- Self-Learning algorithms that done by feeding datasets. "Computer Scientists discovered math and called it machine learning"
- Deep Learning is part of machine learning is part of artificial intelligence. There are some basic algorithms that can mimic what things do in artificial learning.
- Artificial intelligence is mimicking what humans can do such as image recognition, driving.
- Machine learning is around data analysis aspect of Artificial Intelligence. Lots of math around neural networks, math algorithms.
- Big Foot Sightings DB: http://www.bfro.net/GDB/
- Gather data. Build a model. Make predictions from that model.

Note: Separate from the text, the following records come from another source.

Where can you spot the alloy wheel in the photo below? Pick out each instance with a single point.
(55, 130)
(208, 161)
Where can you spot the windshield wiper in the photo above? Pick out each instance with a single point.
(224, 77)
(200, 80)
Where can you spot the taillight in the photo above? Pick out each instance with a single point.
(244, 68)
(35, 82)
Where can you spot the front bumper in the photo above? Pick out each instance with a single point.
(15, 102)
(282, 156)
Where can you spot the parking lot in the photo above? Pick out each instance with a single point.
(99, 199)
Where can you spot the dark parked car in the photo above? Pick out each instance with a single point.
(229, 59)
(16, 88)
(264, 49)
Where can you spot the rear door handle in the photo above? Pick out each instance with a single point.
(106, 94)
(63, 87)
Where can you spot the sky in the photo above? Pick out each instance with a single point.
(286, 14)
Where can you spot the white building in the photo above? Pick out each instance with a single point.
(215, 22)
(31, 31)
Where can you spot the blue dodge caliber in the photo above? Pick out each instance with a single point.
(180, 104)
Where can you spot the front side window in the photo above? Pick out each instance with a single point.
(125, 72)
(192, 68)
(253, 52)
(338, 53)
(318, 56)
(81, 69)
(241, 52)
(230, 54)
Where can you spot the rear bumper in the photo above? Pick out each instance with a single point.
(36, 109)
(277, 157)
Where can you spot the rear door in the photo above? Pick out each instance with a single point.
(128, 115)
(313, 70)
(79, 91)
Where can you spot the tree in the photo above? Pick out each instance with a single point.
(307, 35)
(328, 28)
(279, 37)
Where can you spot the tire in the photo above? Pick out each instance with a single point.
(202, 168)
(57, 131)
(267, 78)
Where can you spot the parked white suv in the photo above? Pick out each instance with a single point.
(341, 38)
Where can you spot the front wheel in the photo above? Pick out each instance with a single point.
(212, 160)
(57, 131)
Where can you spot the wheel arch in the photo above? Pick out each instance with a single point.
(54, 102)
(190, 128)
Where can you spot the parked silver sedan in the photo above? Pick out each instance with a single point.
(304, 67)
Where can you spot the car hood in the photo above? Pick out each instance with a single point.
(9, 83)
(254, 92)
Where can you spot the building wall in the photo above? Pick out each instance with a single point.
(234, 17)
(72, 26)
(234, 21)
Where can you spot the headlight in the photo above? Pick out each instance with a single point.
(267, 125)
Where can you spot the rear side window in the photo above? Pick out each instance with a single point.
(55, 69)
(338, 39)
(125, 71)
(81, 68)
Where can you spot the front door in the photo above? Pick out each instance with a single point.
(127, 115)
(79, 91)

- Target: the thing you want to predict.
- Features: Things that affect the thing we want to predict.
- Encoding: converting non-numeric data to numeric data
- Imputation: replacing nulls with meaningful defaults
- One-Hot Encoding is turning text into numbers by defining an array of numbers that match that text
- Boolean Encoding
- Pick out your algorithms. There are several.
- Set some of your data as training data and some data as test data. For example, take 80 percent to train and 20 percent to test with. You can also round-robin it with different buckets of test/train data so you can use all your data to do both. From that, you get a model.

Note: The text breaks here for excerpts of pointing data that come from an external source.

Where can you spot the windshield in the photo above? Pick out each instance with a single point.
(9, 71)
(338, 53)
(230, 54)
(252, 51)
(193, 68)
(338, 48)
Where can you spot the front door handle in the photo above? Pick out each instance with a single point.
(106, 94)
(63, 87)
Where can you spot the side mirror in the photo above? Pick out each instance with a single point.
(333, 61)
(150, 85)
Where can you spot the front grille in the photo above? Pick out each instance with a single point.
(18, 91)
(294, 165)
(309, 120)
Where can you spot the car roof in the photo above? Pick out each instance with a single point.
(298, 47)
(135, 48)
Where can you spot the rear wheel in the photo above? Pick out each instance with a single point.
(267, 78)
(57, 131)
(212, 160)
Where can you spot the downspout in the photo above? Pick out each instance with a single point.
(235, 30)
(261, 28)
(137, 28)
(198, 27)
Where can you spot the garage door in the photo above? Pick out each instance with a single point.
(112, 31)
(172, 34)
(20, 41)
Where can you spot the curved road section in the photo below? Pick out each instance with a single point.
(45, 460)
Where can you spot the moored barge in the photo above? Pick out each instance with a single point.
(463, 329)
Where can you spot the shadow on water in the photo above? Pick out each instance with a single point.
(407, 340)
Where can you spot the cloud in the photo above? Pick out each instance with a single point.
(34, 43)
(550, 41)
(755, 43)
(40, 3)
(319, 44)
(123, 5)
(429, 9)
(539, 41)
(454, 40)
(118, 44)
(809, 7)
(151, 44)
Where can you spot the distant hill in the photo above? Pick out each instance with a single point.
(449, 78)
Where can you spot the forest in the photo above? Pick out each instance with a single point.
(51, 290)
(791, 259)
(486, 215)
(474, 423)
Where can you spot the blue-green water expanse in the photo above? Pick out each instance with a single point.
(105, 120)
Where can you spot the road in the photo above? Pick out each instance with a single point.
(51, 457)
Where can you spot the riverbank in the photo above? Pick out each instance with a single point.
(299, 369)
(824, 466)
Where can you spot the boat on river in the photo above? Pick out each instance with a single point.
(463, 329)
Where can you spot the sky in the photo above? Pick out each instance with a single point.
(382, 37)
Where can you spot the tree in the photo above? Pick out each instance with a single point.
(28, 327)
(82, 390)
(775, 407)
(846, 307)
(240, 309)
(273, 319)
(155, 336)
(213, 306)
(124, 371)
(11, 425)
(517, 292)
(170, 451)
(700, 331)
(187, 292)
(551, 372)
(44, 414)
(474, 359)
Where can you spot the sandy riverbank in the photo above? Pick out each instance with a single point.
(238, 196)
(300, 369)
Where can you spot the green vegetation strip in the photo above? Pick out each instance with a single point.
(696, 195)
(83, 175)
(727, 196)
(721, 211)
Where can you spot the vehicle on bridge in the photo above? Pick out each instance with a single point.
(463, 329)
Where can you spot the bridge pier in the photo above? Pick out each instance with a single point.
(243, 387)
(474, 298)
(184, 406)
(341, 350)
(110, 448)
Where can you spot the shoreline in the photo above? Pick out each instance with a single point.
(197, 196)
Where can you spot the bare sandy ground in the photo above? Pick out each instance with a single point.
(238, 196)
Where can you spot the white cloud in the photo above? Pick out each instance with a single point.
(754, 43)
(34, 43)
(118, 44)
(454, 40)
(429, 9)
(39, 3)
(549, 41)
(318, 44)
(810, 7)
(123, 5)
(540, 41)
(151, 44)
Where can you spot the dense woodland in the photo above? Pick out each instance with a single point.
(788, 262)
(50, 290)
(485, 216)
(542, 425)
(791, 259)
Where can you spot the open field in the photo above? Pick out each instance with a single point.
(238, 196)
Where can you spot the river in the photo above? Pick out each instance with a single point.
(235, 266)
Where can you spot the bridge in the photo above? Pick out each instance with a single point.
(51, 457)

- Then you run it, and it fails.
- Target leakage: when you something you thought was a feature, but it is actually the target. For example, say you are targetting power, and you are using voltage and amperage as a feature. Voltage and amperage is power, so your data will be overfitted.
- Maybe you picked the wrong features or is missing some features you didn't account for.
- Maybe it's not enough data
- You are trying to find the trend of the data and understand its pattern as opposed to directly fitting because the model always knows what its looking at and can't deviate correctly when it finds a new thing.
Basically a prediction method looks like this.
let features = [f1, f2, f3]
let predicition = model.predict(features);
- For example, predict how much gold a dragon has based upon its age, color, health, and the value of its treasure
- So you get a test data with these columns and randomly take test data
- Then you can ask, if I provide age, color, and health, then what is the hoard value the dragon keeps?
- Classification is about predicting categories versus regression which is predicting a number. If you wanted to ask, depending on the hoard value, health, and age -- what is its color <-- that's a classification question.
- Clustering is unsupervised classification. I have a big pile of data and having the algorithm sort it into categories for you.
- Figuring out a positive vs negative score tells you how what oddities are about the data. And now you can reuse that model in order to predict how well the new data rows fit into the bar.
- It is simply predicting the future. Reliability degrades over length over time.
- it's forecasting in the past. It's predicting something in the past and comparing the forecast to what actually happened.